The Echo Dot, Amazon’s smaller entry into the personal assistant area, is one of those gadgets that few knew we as a society needed but is an area that now exists because someone decided that we need things like this.

What the Dot is is a little device, which looks like a hockey puck, which you plug into the wall and which can answer various questions for you, among other duties that it can perform.

You have to call it by its name, Alexa, which prompts the device to go to work for you.


You can ask it just about any question, and even if it doesn’t know the answer, it will let you know that.

But most of the time, it will answer you.

“Alexa, what time is it?”

“Alexa, what is the weather?”

When you ask such questions, it comes out with a nice, polite woman’s voice.

“It is 4:51 a.m.”

“The weather in (your city) will be warm, with highs in the 70s.”


It can do much more, but at its basics, it really is just a question and answer device.

It can do other things, however; it can order you a Domino’s Pizza, it can call you a Uber cab, and it can turn on and off lights and devices if you have a “smart” home.

It can also play music, and you can hook it up to speakers and listen to music from Pandora and Amazon Music from the device.

It really is nothing more than a gadget, a true novelty, and nothing more.
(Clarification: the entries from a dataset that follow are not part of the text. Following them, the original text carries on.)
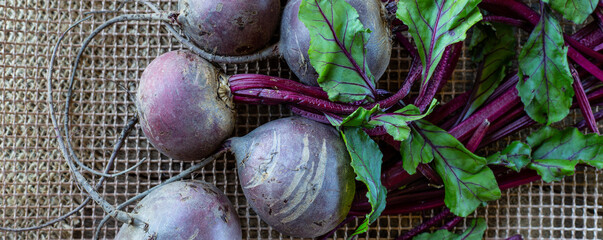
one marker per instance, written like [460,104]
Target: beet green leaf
[515,156]
[553,169]
[475,232]
[337,49]
[569,144]
[436,24]
[494,46]
[574,10]
[366,161]
[545,81]
[468,181]
[552,153]
[359,118]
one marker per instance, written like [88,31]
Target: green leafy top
[574,10]
[366,161]
[337,49]
[545,81]
[468,181]
[494,46]
[552,153]
[436,24]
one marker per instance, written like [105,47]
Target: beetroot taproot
[296,175]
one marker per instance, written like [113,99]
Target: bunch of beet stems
[499,117]
[313,103]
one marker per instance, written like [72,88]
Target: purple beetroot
[184,111]
[185,210]
[296,175]
[229,27]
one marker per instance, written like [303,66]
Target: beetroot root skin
[296,175]
[185,210]
[180,111]
[230,28]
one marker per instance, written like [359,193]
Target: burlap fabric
[35,184]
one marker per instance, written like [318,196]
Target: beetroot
[185,210]
[295,39]
[296,175]
[182,111]
[229,27]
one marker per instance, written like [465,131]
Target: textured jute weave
[35,183]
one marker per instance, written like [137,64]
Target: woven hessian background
[35,184]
You can get sports scores, and since it is hooked up with Wikipedia, you can ask it about various people and events and entities and it will give you a short answer.

A personal reflection: the other night, I woke up very early in the morning, and since I went to bed quite early that night, I did not know the Yankees game score.

I went into the kitchen in the pitch dark and asked it for the score.

But I did not hear a replay.

With a half an eye open, I searched with my hands for the device, but the Dot was nowhere to be found.

Finally, I opened up both eyes, and I saw that my wife had moved the device elsewhere, but it was not plugged in, which it must be to work.

I plugged it in, asked Alexa for the score, and it came out loud and clear.

My wife has since moved it into the living room, and if we have a question about a TV show or an actor or something else, we can ask Alexa from the comfort of our couch.

Is the Echo Dot a necessary appliance for every home?

No, it isn’t.

Is it a novelty item more than anything else?


“Alexa, why do you exist?”

“I don’t have an answer to that question.”